Maybe I have a little bit different take on this topic than most, but I do think it's a good idea to get to know your neighbors.
Why? 
1. You can chat with them about food prices and validate their decision to try to beat price increases by couponing or buying now for later consumption. You never mention prepping to them though.
Benefit to you: They'll survive a bit longer than most folks so they can also help you survive the famished hordes.
2. By getting to know them through visiting, you'll come up with a general idea of what they own......or rather what you can scavenge/ forage later after they're gone.
Benefit to you: Common household items like TP will become very valuable. Even a couple of extra rolls/neighbor will be worth it long before you run out. Should they happen to own a swimming pool, you have a new source for water.
3. They might actually get into prepping themselves. Now you're starting to build your own survivability.

Prepping is all about gathering resouces (beyond the mindset, that is) so why would you not wish to gather as much intel as possible about resources in your immediate area? Especially if those resources are available for scavenging or bartering before before their true value is recognized by the current owners.


----------



## valannb22 (Jan 6, 2012)

I guess that I'm fortunate to live in the country surrounded by farmers. I haven't really discussed it with them, but I know they have livestock and can at least grow their own food


----------



## LincTex (Apr 1, 2011)

The closest thing my neighbors get to "prepping" is their small hobby gardens (better than nothing). They store nothing extra.


----------



## JayJay (Nov 23, 2010)

BillS said:


> It's nice to get to know your neighbors but it's not prepping. Building a sense of community is good now but it's not useful later.

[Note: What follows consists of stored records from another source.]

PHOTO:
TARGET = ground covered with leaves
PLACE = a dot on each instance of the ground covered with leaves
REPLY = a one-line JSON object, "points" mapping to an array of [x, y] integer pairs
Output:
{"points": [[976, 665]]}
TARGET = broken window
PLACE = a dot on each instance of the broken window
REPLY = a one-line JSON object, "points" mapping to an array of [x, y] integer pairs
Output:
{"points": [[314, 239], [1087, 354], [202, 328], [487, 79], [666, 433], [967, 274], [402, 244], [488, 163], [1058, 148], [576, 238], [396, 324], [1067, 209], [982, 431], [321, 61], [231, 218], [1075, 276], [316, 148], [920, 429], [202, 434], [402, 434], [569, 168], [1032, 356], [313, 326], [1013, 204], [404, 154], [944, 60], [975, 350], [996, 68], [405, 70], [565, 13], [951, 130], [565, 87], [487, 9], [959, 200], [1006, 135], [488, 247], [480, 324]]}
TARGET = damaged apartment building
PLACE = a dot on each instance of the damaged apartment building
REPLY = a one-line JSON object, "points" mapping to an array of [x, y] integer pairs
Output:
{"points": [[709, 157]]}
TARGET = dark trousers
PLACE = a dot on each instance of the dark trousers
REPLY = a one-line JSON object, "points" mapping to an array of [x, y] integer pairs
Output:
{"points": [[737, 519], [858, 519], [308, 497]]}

No, but it WILL help you with which to seriously AVOID!!!:congrat:


----------



## bigpaul (Jun 16, 2012)

JayJay said:


> No, but it WILL help you with which to seriously AVOID!!!:congrat:


after 3 years i KNOW which ones to avoid!!:2thumb:


----------



## Hooch (Jul 22, 2011)

perhaps it depends on where you live on whether this would be a realistic good idea?? I say realistic because ideally; especially if you plan on buggin in and live in a neighborhood, neighbors will either be enemies or allies. If one is proactive in building relationships, sharing skills, helping eachother out *BEFORE* shtf...you already have a solid base relationship to work with which would be ideal.

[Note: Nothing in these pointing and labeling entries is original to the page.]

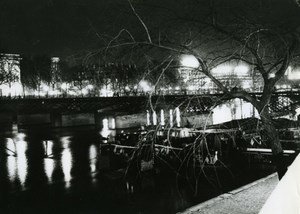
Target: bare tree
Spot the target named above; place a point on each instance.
(259, 33)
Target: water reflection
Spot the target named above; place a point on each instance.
(21, 147)
(16, 160)
(12, 168)
(66, 160)
(48, 148)
(10, 147)
(49, 163)
(93, 158)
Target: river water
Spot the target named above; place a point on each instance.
(64, 170)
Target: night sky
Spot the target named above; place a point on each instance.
(54, 27)
(64, 27)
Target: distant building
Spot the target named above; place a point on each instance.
(10, 76)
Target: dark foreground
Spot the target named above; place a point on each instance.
(66, 171)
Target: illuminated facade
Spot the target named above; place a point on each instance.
(232, 76)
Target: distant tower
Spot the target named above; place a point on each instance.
(10, 81)
(55, 76)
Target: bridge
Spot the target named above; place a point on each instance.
(281, 103)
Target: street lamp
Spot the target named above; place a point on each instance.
(189, 61)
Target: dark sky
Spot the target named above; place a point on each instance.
(56, 27)
(63, 27)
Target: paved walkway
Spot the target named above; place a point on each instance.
(245, 200)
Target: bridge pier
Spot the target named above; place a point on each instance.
(56, 119)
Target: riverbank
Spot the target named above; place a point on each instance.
(246, 199)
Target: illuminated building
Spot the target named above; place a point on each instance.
(10, 77)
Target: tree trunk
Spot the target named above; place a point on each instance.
(270, 136)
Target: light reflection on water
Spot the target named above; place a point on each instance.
(93, 158)
(21, 147)
(16, 160)
(66, 160)
(49, 163)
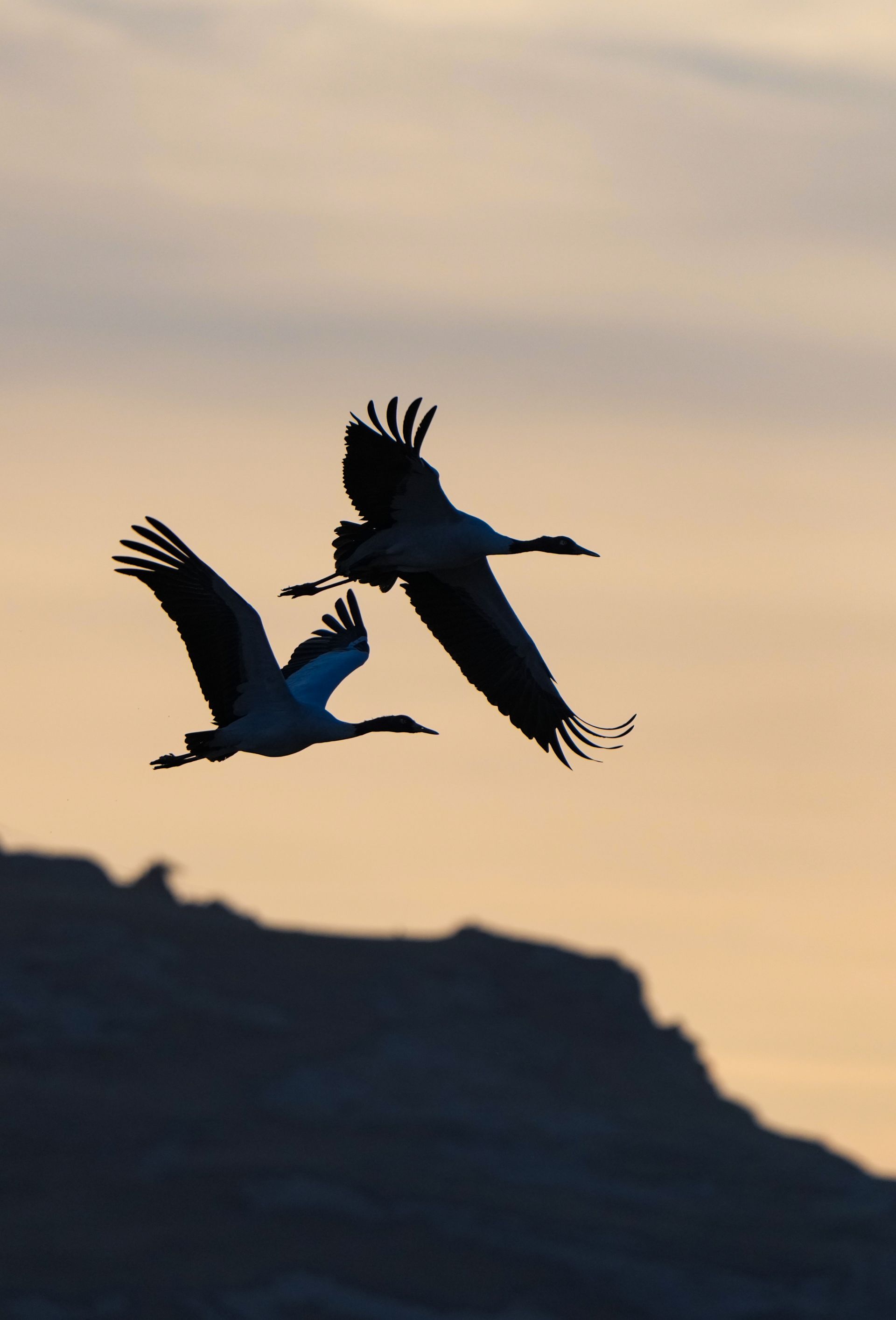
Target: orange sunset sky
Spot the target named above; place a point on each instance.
(643, 257)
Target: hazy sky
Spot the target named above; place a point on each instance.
(644, 258)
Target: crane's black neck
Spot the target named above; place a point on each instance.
(382, 724)
(539, 543)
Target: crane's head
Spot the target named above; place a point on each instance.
(555, 546)
(392, 725)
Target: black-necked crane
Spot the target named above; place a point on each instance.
(256, 705)
(413, 533)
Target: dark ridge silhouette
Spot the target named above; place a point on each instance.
(206, 1120)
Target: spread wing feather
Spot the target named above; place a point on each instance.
(224, 635)
(385, 476)
(468, 611)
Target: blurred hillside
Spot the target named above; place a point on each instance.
(205, 1118)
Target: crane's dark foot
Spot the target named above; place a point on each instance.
(169, 761)
(302, 589)
(313, 588)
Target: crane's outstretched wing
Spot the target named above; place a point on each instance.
(318, 666)
(468, 611)
(385, 476)
(224, 635)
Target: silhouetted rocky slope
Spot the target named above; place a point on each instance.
(203, 1118)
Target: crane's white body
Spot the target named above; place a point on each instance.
(258, 707)
(291, 716)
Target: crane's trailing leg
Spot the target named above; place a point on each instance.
(313, 588)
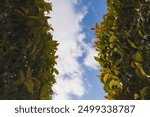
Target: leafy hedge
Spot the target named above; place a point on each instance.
(27, 50)
(123, 48)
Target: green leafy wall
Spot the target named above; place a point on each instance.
(27, 50)
(123, 48)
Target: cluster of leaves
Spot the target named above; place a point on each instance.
(123, 48)
(27, 50)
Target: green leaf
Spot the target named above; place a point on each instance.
(22, 77)
(113, 83)
(142, 71)
(29, 84)
(132, 44)
(44, 91)
(136, 96)
(138, 57)
(143, 92)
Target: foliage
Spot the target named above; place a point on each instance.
(27, 50)
(123, 48)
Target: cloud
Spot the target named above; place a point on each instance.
(68, 31)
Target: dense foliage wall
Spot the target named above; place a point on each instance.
(123, 48)
(27, 50)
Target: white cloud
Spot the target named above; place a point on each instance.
(69, 33)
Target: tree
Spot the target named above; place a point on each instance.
(123, 48)
(27, 50)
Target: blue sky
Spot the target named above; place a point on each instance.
(72, 20)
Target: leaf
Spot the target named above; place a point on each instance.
(115, 49)
(136, 96)
(106, 77)
(138, 57)
(44, 91)
(22, 75)
(111, 45)
(29, 84)
(132, 44)
(113, 83)
(142, 71)
(143, 92)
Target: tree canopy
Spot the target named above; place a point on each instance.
(123, 48)
(27, 50)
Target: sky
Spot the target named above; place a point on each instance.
(72, 21)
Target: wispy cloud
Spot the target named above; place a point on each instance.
(69, 33)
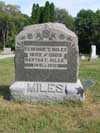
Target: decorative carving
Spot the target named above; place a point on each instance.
(61, 36)
(46, 33)
(53, 35)
(39, 36)
(29, 36)
(69, 38)
(23, 37)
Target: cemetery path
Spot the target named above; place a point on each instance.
(6, 56)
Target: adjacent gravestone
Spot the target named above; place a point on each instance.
(47, 61)
(93, 52)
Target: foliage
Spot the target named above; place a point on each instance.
(41, 14)
(87, 28)
(62, 16)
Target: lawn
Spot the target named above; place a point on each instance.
(69, 117)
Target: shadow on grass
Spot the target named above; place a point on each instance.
(5, 92)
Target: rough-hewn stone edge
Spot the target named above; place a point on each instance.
(74, 92)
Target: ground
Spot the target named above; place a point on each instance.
(68, 117)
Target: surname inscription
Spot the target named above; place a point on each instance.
(45, 57)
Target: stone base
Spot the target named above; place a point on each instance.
(47, 92)
(94, 57)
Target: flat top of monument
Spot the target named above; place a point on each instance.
(55, 26)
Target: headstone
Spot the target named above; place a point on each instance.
(47, 62)
(83, 57)
(93, 53)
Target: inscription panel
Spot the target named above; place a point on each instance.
(45, 57)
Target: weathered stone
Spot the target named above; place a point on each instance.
(55, 57)
(47, 60)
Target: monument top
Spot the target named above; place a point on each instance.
(46, 32)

However, reality is we dont live in a era that fosters community much anymore as part of american culture...while maybe technology and other things have improved, relationships have taken a dive to the shithole...

Although I live in Ca (please dont hold against me  ) I feel fortunate to live in a smallish isolated town that has happened to have had it's share of natural disasters over the years, some smaller ones some big. Largely it's been a community effort to deal with it because we're kinda on our own while it's happening and immediately after.

With that said..there are some a few places in this town that I would not reach out to neighbors..but ever town has..that part of town.

Personally, I've live here through a few floods..big floods. One large harbor destroying tsumani, quite a few power outages and days of highways being blocked due to many huge trees blown down over them and some various landslides that make travel a no go for awhile and earthquakes where half the town has to get out like...now.

For example..when the 2011 Tsumani rolled into town and completely demolished out harbor


----------



## db2469 (Jun 11, 2012)

I have to agree with BillS....if word even gets out to the neighbors that you MIGHT have extra food, this news could spread like wildfire when people are faced with starvation...I wouldn't be able to trust anyone in our residential neighborhood NOT to try to take what's mine in order to survive...
DB


----------



## Hooch (Jul 22, 2011)

gosh dangit...I went to finish the post and it logged me out..I hate that feature on here...

has everyone forgotten we as preppers have preps and plans for zombies and sheeple?? 

As if I or anyone else who preps doesn't have plans for those who try to take what I/we have? I have no issue "protecting" what I had the forsight to aquire to ensure my survival from hard times with...geesh...

and folks still are acting as if anyone would advertise what they have to begin with...No one knows what I really have except my immediate family and no one in their right mind would violate opsec... so getting with neighbors on a neighbor hood watch, or sharing canning or gardening skills..developing relationships with those like minded would make bugging in alot eaiser if you know so n so joe n jane neighbors in your hood are proactive enough to care about security like a neighborhood watch group..

But in some towns and neighborhoods...maybe its a bad idea and a better one to act as SOL as everyone else who is clueless about whats comming down the pike, hole up and bust out big bertha boom boom when shtf n hope you have nuff ammo n people to cover all your bases when the zombies come 'a callin...


----------